Unfortunately, as far as I can tell, these clothes are not available here in the US and have limited distribution in Europe.  At an average of 12,000 yen, these clothes are a bargain.  That’s about 100 US dollars, and listen, I thought of the idea to get on a plane and buy them and bring them back here already.  My finder’s fee is about ten percent if you beat me to it.

But I’m just not sure I can get past those Lolita-inspired pictures.  What do you think, are those exploitative or are you willing to look past the advertising because the clothes are so fab?

12 Responses to “Big In Japan”

  1. Suzanne Says:

    The last few pictures turned my stomach — definitely exploitative.

  2. gamma Says:

    The Lolita look is very big in Japan as a fashion statement for teens, typified by frilly dresses and tights, considered cute and sweet rather than sexual. Lolita is also a manga (Japanese comic) theme, in which a prepubescent girl is dating a twenty-something guy. In one comic, she’s engaged to her teacher. In another comic, the main character is actually named “Lolita;” she wears the look and has the boyfriend.

    The ads are creepy.

  3. Awesome Mom Says:

    Those last pictures are way creepy. I probably would not buy the clothing but some of the dresses are really pretty.

  4. raincoaster Says:

    Those clothes are fabulous, and I agree; the hat is felony-worthy! I’d steal it off the head of Condoleeza Rice, even if I went to Gitmo for it. I’d be the most fabulous prisoner in the compound!

    I didn’t find the Italian pictures that creepy except for the hands-on-chair-butt-out one, but I’d trace the lineage rather differently. Those kids aren’t being sexual; they’re being put in sexual poses by a photographer referencing the “sexy schoolgirl” look that adults wear, not sexy schoolgirls themselves. Does that make sense? I think this photographer is just showing off his limited range: can work with heroin skanks, cannot imagine what to do with children.

  5. Chris Says:

    The Japanese clothes were cute. In a neat and tidy sort of way. Didn’t care much for the Italian ones. Sheesh, too many frilly things.

  6. Atasha Says:

    Lovely dresses but the second to last one and the one before that is disturbing particularly the one of the little child with hands on the chair. It’s like she is “waiting for something” and we as adults know what that something is. Look at the shoes too!
    Bad taste if you ask me.

  7. J Says:

    I like the first picture, with just the four dresses. The rest look like “Pretty Baby” hookers.

  8. Glinda Says:

    Suzanne- Firmly on the side of exploitative!

    Gamma- Yes, I saw lots of similar looks for teens and tweens, very school-girlish.

    AM- I agree, a bit creepy.

    Rain- I’m not sure I dig the flower hat as much as you do!

    Chris- I like all the clothes, just not all the pictures!

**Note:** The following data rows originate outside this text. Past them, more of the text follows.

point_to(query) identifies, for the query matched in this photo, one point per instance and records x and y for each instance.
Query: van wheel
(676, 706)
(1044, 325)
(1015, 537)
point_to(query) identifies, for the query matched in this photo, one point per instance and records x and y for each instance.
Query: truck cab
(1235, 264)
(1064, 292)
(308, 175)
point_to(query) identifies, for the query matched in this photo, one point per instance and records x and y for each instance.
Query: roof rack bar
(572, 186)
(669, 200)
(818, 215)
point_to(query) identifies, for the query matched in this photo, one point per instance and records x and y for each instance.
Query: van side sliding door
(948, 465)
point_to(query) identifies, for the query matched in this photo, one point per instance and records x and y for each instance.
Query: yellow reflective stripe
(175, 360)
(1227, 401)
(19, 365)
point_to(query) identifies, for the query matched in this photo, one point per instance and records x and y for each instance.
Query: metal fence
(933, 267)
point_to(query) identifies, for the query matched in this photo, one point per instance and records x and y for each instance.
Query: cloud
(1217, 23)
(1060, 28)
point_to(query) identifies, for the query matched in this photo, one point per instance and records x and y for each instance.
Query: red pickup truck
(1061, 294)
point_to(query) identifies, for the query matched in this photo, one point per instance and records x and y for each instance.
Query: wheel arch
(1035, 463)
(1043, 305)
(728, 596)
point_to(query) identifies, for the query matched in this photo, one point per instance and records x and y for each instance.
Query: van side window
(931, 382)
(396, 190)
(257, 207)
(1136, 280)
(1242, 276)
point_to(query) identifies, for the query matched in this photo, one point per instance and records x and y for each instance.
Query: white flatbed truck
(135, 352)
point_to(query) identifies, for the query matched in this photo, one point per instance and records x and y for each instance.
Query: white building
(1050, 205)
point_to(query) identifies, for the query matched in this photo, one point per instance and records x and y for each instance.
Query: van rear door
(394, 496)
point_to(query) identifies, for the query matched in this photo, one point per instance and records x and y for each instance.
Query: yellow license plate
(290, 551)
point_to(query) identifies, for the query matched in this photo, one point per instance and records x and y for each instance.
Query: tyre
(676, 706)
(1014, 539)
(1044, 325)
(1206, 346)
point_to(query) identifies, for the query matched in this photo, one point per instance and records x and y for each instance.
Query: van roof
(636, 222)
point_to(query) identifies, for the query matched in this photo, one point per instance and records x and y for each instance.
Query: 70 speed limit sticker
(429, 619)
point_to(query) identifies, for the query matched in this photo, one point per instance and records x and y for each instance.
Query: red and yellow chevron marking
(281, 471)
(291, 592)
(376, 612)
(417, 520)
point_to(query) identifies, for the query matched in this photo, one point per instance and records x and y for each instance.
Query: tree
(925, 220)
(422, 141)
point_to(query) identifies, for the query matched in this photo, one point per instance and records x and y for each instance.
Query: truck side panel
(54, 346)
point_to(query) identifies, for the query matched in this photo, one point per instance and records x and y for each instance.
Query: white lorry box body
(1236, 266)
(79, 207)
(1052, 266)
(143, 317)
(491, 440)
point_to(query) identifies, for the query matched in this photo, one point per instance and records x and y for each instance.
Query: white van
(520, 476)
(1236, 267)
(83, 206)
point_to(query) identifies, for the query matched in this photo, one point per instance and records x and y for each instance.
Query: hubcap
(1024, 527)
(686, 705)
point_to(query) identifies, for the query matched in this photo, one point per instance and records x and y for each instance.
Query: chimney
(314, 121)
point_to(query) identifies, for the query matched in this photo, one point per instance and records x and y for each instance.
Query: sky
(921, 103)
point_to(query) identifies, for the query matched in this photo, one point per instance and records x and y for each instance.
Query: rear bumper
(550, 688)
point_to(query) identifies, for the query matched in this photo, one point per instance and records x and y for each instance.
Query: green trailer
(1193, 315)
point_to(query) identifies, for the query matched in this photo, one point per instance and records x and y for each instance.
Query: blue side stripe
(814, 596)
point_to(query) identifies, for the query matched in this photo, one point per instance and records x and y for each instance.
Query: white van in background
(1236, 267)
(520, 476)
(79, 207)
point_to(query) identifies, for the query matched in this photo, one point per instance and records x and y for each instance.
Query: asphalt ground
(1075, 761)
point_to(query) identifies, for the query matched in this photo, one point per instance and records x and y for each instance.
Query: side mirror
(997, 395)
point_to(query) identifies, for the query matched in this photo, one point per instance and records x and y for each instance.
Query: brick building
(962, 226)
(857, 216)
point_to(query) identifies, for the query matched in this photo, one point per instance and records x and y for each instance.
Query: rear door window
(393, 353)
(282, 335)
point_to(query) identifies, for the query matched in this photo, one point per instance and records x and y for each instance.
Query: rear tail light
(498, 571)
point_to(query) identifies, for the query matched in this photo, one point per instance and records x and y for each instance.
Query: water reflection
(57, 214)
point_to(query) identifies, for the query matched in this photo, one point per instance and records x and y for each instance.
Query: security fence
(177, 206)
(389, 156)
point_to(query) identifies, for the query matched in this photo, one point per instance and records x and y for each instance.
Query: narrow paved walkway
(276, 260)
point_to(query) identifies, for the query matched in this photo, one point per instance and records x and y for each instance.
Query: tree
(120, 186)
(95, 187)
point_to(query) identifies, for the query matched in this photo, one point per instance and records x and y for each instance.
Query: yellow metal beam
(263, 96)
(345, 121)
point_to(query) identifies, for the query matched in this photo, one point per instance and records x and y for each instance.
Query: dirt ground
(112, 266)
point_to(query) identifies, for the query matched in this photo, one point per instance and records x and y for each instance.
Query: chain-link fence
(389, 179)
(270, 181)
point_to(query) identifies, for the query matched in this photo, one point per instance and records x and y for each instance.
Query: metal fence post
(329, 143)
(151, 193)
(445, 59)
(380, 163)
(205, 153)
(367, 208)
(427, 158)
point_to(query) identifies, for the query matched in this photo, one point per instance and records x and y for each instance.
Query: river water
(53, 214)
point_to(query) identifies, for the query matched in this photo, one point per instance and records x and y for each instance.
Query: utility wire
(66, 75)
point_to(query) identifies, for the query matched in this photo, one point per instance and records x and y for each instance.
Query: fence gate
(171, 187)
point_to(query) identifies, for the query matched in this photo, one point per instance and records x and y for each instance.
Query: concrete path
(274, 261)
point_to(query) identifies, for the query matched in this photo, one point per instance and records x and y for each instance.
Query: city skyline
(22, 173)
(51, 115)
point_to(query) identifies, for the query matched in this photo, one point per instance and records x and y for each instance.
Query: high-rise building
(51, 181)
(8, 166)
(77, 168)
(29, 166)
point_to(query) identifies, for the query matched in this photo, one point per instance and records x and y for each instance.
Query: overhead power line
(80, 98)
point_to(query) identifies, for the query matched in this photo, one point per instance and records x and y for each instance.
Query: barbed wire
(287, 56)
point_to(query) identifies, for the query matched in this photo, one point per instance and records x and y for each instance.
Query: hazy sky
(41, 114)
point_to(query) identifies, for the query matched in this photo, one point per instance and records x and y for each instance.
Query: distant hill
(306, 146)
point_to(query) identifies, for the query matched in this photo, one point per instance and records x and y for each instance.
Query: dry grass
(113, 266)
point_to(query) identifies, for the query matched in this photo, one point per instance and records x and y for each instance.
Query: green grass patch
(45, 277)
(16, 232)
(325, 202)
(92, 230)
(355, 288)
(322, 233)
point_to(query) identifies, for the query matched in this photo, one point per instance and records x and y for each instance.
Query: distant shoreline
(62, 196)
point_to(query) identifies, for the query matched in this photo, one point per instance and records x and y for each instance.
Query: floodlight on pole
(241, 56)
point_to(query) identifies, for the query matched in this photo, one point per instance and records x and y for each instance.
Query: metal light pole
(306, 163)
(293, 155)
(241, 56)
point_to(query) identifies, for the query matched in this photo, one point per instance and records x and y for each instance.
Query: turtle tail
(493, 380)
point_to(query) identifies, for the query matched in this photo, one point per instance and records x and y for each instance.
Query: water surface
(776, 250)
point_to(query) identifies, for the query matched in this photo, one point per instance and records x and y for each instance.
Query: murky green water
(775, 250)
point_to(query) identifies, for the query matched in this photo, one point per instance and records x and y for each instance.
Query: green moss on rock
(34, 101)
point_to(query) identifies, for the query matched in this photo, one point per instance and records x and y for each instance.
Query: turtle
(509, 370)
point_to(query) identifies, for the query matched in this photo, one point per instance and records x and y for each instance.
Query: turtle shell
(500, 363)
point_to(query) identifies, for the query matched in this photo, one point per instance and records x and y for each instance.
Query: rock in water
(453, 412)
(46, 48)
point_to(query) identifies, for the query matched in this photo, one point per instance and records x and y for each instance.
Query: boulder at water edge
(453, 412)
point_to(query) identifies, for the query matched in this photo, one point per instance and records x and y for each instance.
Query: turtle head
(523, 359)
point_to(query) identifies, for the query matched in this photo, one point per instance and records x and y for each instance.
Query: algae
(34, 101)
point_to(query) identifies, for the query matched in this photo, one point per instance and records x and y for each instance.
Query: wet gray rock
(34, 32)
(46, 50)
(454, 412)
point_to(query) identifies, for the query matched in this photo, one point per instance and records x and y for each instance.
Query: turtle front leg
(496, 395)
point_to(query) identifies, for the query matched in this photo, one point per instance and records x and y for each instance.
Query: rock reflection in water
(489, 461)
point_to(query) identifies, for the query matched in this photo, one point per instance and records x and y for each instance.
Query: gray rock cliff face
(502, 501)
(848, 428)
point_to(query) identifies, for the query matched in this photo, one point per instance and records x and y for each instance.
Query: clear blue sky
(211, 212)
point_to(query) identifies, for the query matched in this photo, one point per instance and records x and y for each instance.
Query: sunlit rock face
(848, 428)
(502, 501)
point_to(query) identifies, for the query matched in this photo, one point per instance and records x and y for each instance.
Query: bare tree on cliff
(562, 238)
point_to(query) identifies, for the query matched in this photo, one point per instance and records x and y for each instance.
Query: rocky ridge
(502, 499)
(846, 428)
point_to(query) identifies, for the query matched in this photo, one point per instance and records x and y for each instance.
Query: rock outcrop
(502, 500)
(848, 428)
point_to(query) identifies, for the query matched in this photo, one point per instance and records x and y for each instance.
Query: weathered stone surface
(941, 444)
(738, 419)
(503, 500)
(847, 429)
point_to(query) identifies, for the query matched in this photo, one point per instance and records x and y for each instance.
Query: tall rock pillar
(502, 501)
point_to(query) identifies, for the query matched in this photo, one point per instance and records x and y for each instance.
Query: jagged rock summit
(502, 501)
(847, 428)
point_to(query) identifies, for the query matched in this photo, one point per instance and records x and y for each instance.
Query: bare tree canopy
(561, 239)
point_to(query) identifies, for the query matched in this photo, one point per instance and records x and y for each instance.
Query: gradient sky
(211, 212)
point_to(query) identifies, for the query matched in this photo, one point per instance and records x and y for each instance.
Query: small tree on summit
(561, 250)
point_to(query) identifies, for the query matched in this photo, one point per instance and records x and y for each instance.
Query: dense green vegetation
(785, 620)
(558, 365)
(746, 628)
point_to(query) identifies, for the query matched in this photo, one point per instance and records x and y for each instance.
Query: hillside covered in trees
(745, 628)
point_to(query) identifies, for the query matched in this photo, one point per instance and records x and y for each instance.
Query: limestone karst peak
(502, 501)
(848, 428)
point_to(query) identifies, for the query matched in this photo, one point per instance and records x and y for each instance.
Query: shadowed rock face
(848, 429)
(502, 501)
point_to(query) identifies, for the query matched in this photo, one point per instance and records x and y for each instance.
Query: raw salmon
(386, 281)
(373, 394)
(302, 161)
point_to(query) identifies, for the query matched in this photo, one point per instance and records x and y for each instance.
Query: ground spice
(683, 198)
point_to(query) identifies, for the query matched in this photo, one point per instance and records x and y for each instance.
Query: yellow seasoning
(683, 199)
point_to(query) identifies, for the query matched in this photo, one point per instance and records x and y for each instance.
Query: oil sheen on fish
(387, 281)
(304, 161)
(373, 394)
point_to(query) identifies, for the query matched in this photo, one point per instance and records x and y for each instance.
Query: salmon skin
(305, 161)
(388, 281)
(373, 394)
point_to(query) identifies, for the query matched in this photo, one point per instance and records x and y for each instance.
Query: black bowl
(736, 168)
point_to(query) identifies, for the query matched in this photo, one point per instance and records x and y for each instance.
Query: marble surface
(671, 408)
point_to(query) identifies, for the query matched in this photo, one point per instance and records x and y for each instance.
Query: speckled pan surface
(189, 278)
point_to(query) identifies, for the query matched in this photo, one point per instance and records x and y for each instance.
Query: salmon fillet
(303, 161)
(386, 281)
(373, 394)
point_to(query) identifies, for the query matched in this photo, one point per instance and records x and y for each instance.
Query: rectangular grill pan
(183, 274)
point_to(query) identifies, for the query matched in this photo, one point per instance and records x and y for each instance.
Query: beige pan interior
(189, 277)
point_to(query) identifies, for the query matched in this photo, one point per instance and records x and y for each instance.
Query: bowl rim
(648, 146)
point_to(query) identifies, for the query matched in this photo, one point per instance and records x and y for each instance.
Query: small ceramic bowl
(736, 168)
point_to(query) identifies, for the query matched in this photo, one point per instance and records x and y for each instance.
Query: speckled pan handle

    Atasha- Yes, the hands on the chair picture was way too much for me.

    J- Even the first and last picture of the second set? I really like those.

  9. raincoaster Says:

    I’m not sure anyone could love the flower hat as much as I do. If The Manolo ever starts a hat blog, I’m first in line.

  10. Glinda Says:

    Oh, and just to clear up what seems to be a bit of confusion, all of the clothing above is made in Japan by the Narumiya Company. I’m not sure how the Italian thing got in here!

  11. benvenuta Says:

    I don`t know much about fashion photography. I knew about some scandalous Stephen Meisel photoshoots, but wouldn`t expect seeing anything remotely similar in pictures of children. How naive…
    The clothes are cute, I guess, but most photos are just disturbing. Blech.
    Am I overreacting? I don`t think so. Perhaps these photos look so bad only when a European like me looks at them. But then again, perhaps some European brand used similar photos in their ads and I just don`t know.
    I really hate those photos.

  12. raincoaster Says:

    I thought the second lot were Italian, although where I got the impression is a mystery; probably just because they look like typical shots in European fashion magazines, even the children’s ones. I’ve been meaning to do a post on how creepily sexual the models are made to look.